A slowly decaying XPCS signal was also observed in vesicle condensates (clusters) induced by 5.4 \({\upmu \hbox {M}}\) synapsin Ia protein, again characterised by a kink in the \(\Gamma (q^2)\) plot, indicative of the two competing processes, first decorrelation by slow diffusion in a cluster, and second by superimposed hydrodynamic flow. In contrast to the calcium induced vesicle aggregates discussed above, the dynamics appeared to be more complicated, with pronounced heterogeneous features in the two-time correlations. Owing to the exploratory nature of the experiments described here, we have not yet carried out a detailed analysis of the complex two-time correlation function of the synapsin sample, regarding for example dynamic heterogeneities as in [43,44,45]. A viscoelastic network reacting to hydrodynamic flow could possibly account for the observations.

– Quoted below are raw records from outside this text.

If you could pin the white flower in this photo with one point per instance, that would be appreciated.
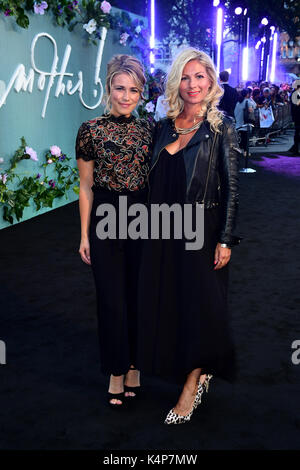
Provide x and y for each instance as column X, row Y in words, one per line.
column 105, row 7
column 91, row 26
column 149, row 107
column 55, row 150
column 3, row 178
column 123, row 38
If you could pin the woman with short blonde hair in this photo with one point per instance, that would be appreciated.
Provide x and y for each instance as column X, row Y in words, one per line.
column 113, row 157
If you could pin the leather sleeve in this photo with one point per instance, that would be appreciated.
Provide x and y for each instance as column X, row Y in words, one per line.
column 228, row 170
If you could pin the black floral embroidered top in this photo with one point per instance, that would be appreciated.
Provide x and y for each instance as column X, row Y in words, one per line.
column 120, row 147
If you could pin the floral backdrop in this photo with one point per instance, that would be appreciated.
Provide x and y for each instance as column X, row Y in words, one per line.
column 91, row 16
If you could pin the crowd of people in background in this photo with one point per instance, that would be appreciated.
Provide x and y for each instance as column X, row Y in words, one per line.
column 253, row 95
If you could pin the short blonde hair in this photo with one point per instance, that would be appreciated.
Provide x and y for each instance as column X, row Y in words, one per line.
column 173, row 98
column 123, row 63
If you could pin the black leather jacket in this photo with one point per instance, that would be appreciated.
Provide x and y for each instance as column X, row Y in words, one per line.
column 222, row 184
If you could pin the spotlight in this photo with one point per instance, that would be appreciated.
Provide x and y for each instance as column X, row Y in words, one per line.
column 238, row 11
column 272, row 74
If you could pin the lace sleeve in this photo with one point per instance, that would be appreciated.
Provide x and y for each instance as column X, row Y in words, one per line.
column 84, row 145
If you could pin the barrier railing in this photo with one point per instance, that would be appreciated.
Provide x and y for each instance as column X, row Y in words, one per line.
column 282, row 120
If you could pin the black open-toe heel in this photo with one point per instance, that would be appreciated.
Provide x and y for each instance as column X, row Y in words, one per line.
column 136, row 390
column 116, row 396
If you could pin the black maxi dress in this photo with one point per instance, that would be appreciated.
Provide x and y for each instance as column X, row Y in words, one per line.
column 120, row 147
column 183, row 315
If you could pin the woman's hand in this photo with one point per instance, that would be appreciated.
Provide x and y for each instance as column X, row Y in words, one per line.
column 84, row 250
column 222, row 256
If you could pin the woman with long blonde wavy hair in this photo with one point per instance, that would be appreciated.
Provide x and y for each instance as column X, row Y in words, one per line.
column 184, row 335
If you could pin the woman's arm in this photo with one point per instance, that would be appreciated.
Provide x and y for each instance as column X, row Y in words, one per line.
column 85, row 155
column 86, row 197
column 228, row 169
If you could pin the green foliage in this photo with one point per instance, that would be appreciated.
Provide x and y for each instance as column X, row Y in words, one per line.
column 41, row 190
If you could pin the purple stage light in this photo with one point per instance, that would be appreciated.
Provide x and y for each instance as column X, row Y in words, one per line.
column 257, row 45
column 245, row 64
column 246, row 53
column 272, row 74
column 219, row 37
column 152, row 37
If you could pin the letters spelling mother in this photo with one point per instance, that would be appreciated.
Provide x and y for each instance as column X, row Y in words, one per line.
column 20, row 81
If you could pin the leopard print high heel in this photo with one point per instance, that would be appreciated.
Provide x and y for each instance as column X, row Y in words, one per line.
column 174, row 418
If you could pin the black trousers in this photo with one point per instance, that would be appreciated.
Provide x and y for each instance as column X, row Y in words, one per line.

In order to shed more light on how the flow of vesicle clusters might affect the XPCS data, and to confirm the above interpretation, we performed a simple Monte-Carlo simulation of spherical particles with superimposed diffusion and rotation. The respective regimes were classified by the inverse Peclet number \(\epsilon = \tau _R/\tau _D = \frac{D}{R\langle v\rangle }\), relating the timescales over which diffusion and rotation occur for fixed length scales given by particle radius R. In this basic toy model framework, the experimentally observed kink in \(\Gamma (q^2)\) was reproduced. This suggests that hydrodynamic effects on trapped tracer particles play an important part in the explanation of the complex dynamics observed in the experimental XPCS signals. However, further careful experiments and simulations are necessary to pinpoint the exact motion which dominates the observed response. In future, such a combined approach where the generated data is analysed by the same scripts that are used for the experimental data, provides a useful scalable framework to aid the experimental design and interpretation. For example, intended and controlled flow for sample replenishment can be taken into account.

In summary, we have successfully implemented a passive microrheology approach for XPCS studies of biomolecular fluids, in particular vesicle condensates, which are currently under active investigation in the context of liquid-liquid phase separation and as model systems for vesicle pools in the synapse. In this study, we have reached a correlation signal up to a momentum transfer of \(q\simeq {0.07}{\hbox { nm}^{-1}} \) corresponding to a (half period) real space distance of about 50 nm, well below the resolution limit of conventional light microscopy. While direct microscopic observation under a light microscope is clearly simpler, tracer-based XPCS of biomolecular assemblies could in particular be used when sample turbidity or thickness is incompatible with optical microscopy. The generalisation to active (for example ATP driven) systems would be particularly interesting.